[sheepdog] [PATCH experimental 0/2] tests: add a fault injector based on DynamoRIO

Mon May 6 15:44:50 CEST 2013

At Mon, 15 Apr 2013 23:36:19 +0900,
Hitoshi Mitake wrote:
> 
> At Mon, 15 Apr 2013 16:41:12 +0800,
> Liu Yuan wrote:
> > 
> > On 04/15/2013 01:07 PM, Hitoshi Mitake wrote:
> > > Hitoshi Mitake (2):
> > >   stop using timerfd and signalfd
> > 
> > The price is to too high to use DR.
> 
> The limitation is not an essential thing. As I describe in the commit
> log, the first patch is a temporal stuff. I believe we must not decide
> to avoid using DR with this reason.
> 
> > 
> > >   tests: add a DynamoRIO client for testing the jounaling mechanism
> > 
> > The purpose of this patch set is really helpful to find more subtle and
> > hard-to-emulate bugs. It is better to rework DR for our needs but DR is
> > such a big project and hard to tweak.
> > 
> > Is it possible to roll our own instrumentation infrastructure that is
> > better integrated into SD? If we can use collie to control the
> > instrumentation on the functions used by Sheeodog instead of library
> > symbols. I think current tracer would be a play ground for it. (I'll
> > reworks it to work with current master soon later).
> > 
> > The current tracer infrastructure is already capable to catch every call
> > sites on the granularity of function call, so maybe we can future the
> > work to get more instrumentation features.
> > 
> > What do you think?
> 
> As you say, the tracer will be a good infrastructure for better
> testing, too. But I think that DR is the most suitable infrastructure
> for our current situation.

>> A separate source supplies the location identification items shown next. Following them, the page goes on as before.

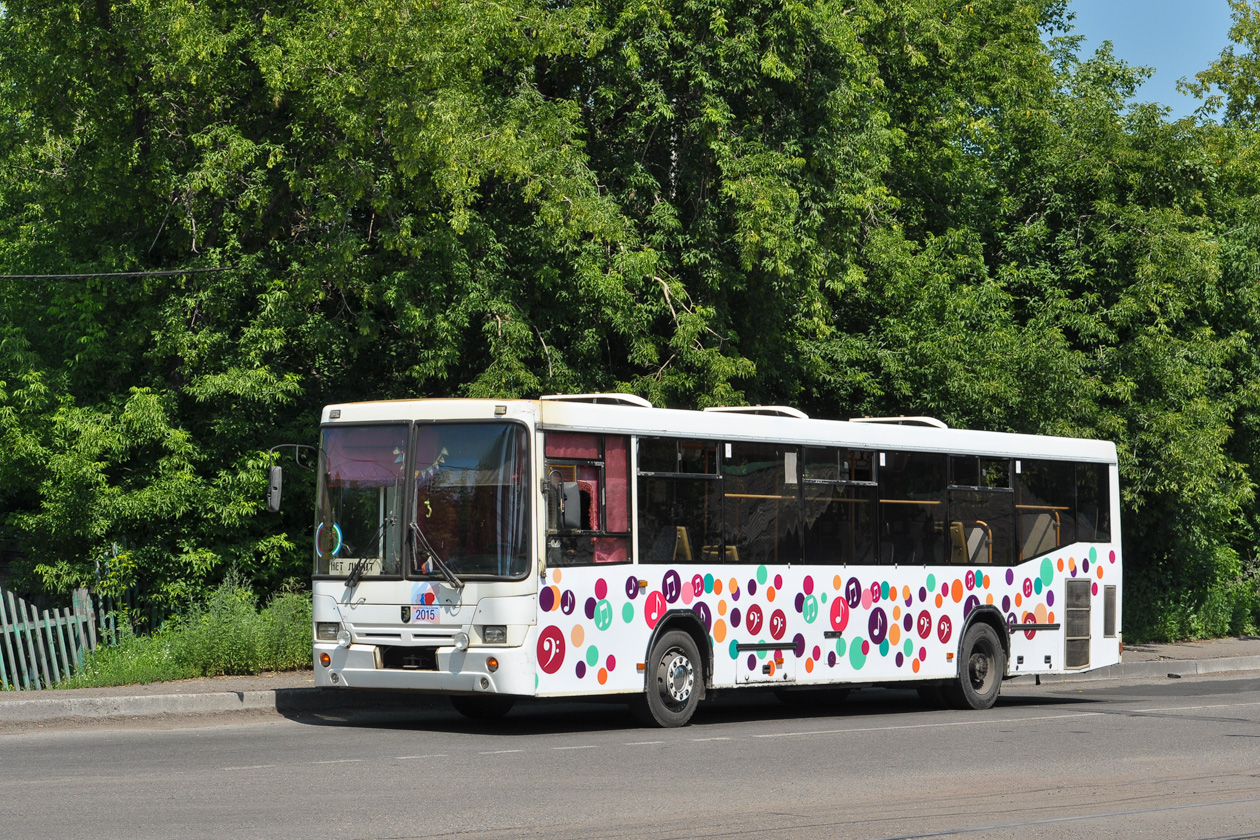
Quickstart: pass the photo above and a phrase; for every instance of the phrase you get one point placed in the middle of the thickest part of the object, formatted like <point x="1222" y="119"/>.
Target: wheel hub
<point x="979" y="668"/>
<point x="679" y="678"/>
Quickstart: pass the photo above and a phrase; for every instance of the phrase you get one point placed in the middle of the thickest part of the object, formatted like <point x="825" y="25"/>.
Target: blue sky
<point x="1178" y="38"/>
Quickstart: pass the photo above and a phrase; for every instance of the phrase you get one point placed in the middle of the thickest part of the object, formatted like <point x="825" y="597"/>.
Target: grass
<point x="226" y="635"/>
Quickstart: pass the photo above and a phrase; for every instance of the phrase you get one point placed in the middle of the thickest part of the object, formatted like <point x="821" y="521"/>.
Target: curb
<point x="275" y="700"/>
<point x="1152" y="669"/>
<point x="306" y="700"/>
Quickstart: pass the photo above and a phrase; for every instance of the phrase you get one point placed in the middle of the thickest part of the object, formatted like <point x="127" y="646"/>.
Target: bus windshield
<point x="471" y="509"/>
<point x="362" y="482"/>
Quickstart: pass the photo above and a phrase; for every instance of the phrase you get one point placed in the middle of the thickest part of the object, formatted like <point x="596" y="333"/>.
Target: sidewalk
<point x="295" y="693"/>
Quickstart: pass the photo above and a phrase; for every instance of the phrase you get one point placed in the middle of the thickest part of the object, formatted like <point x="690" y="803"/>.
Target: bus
<point x="595" y="545"/>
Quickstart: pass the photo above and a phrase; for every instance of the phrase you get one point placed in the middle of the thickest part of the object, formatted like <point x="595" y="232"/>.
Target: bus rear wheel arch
<point x="673" y="680"/>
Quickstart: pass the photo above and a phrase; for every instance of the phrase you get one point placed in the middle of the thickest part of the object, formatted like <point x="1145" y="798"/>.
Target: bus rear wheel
<point x="674" y="681"/>
<point x="979" y="670"/>
<point x="483" y="707"/>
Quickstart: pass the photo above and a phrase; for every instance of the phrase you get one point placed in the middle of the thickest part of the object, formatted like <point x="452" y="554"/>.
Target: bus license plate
<point x="426" y="615"/>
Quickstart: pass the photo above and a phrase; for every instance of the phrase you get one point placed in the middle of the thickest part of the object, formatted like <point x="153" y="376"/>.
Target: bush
<point x="227" y="635"/>
<point x="1164" y="608"/>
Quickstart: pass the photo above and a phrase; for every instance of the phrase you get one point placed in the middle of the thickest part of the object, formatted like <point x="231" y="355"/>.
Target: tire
<point x="674" y="681"/>
<point x="979" y="670"/>
<point x="483" y="707"/>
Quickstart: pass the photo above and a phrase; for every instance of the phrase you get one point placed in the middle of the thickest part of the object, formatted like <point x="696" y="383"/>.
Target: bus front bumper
<point x="468" y="671"/>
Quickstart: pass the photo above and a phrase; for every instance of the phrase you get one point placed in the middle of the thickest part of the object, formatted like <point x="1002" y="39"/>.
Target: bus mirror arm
<point x="276" y="477"/>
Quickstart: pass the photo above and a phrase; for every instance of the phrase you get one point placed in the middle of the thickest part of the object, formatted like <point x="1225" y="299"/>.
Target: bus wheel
<point x="483" y="707"/>
<point x="674" y="684"/>
<point x="979" y="671"/>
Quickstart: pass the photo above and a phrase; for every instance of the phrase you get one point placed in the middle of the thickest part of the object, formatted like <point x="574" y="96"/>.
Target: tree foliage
<point x="909" y="207"/>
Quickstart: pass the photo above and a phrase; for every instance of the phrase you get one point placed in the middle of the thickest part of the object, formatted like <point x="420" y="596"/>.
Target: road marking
<point x="980" y="722"/>
<point x="1195" y="708"/>
<point x="1080" y="817"/>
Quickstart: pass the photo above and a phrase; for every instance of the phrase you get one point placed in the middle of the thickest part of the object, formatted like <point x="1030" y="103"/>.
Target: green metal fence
<point x="39" y="647"/>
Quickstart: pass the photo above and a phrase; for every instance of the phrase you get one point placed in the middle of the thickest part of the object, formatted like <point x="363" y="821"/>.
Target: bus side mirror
<point x="570" y="506"/>
<point x="275" y="479"/>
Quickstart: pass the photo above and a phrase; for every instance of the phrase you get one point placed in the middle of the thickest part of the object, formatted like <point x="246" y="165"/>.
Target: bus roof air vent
<point x="601" y="399"/>
<point x="901" y="421"/>
<point x="769" y="411"/>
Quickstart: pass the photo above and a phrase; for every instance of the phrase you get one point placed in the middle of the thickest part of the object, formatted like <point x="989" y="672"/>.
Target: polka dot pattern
<point x="804" y="624"/>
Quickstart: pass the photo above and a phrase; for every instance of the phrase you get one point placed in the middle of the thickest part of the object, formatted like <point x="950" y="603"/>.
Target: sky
<point x="1178" y="38"/>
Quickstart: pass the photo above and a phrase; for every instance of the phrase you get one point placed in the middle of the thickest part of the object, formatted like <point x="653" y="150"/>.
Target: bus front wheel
<point x="674" y="681"/>
<point x="979" y="670"/>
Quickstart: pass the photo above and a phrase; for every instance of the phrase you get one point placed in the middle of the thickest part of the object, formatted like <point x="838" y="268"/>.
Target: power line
<point x="120" y="273"/>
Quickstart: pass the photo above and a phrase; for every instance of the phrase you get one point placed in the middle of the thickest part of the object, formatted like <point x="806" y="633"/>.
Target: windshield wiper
<point x="357" y="573"/>
<point x="437" y="561"/>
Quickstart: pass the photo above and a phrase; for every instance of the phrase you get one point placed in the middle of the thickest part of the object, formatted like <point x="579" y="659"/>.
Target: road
<point x="1167" y="760"/>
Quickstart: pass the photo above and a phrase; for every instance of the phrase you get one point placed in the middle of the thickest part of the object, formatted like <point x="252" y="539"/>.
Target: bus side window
<point x="911" y="508"/>
<point x="679" y="509"/>
<point x="587" y="498"/>
<point x="1045" y="506"/>
<point x="839" y="505"/>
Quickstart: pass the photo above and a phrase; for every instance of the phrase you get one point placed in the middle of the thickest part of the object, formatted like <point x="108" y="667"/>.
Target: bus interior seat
<point x="682" y="545"/>
<point x="970" y="543"/>
<point x="664" y="547"/>
<point x="979" y="543"/>
<point x="1040" y="533"/>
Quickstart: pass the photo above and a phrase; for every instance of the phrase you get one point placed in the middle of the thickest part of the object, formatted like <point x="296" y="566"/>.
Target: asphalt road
<point x="1168" y="760"/>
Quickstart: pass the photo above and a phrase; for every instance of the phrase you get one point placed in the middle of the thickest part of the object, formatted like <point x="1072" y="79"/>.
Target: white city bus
<point x="584" y="545"/>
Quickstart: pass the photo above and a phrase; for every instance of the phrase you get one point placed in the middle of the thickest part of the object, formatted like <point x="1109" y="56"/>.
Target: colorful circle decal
<point x="551" y="650"/>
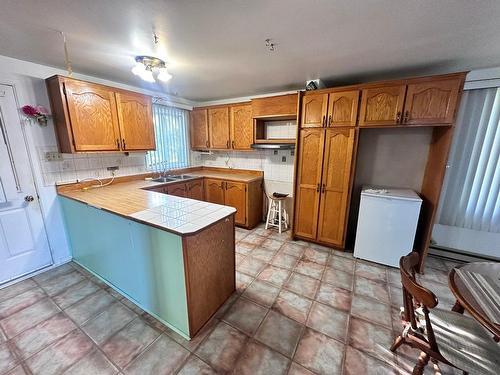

Because we have some urgent requirements
> (especially from internal users of our company) related to stability
> of sheep. So utilizing existing technologies is important.
> 
> I have to stress that mocking some parts of DR would be very
> difficult. Simple function call tracing is far different from DR. The
> most important technical achievement of DR is its transparency (from
> my perspective). We can write DR clients easily because DR provides
> many transparency aware APIs (e.g. __wrap_malloc()). If we write our
> own instrumentation infrastructure, we have to prepare our own
> transparency aware APIs. It will be a time consuming task. Even if we
> choose the simplest and adhoc way, we have to prepare some of
> notrace-ed APIs of libsheepdog.a and it will result code
> duplication. We can learn the difficulty of implementing transparency
> aware APIs from the paper [1].
> 
> So I think that we should use DR for the fault injector. Even if we
> implment our own instrumentation infrastructure, the development
> should be done in parallel.
> 
> In addition, I believe merging the patchset to a dedicated branch will
> be useful. Because new failure scenarios can be implemented easily as
> patches for the branch. e.g. I'm planning to implement a new scenario
> which emulates a crash of machine during writing a journal record.
> 
> [1] http://www.burningcutlery.com/derek/docs/transparency-VEE12.pdf

ping?

Thanks,
Hitoshi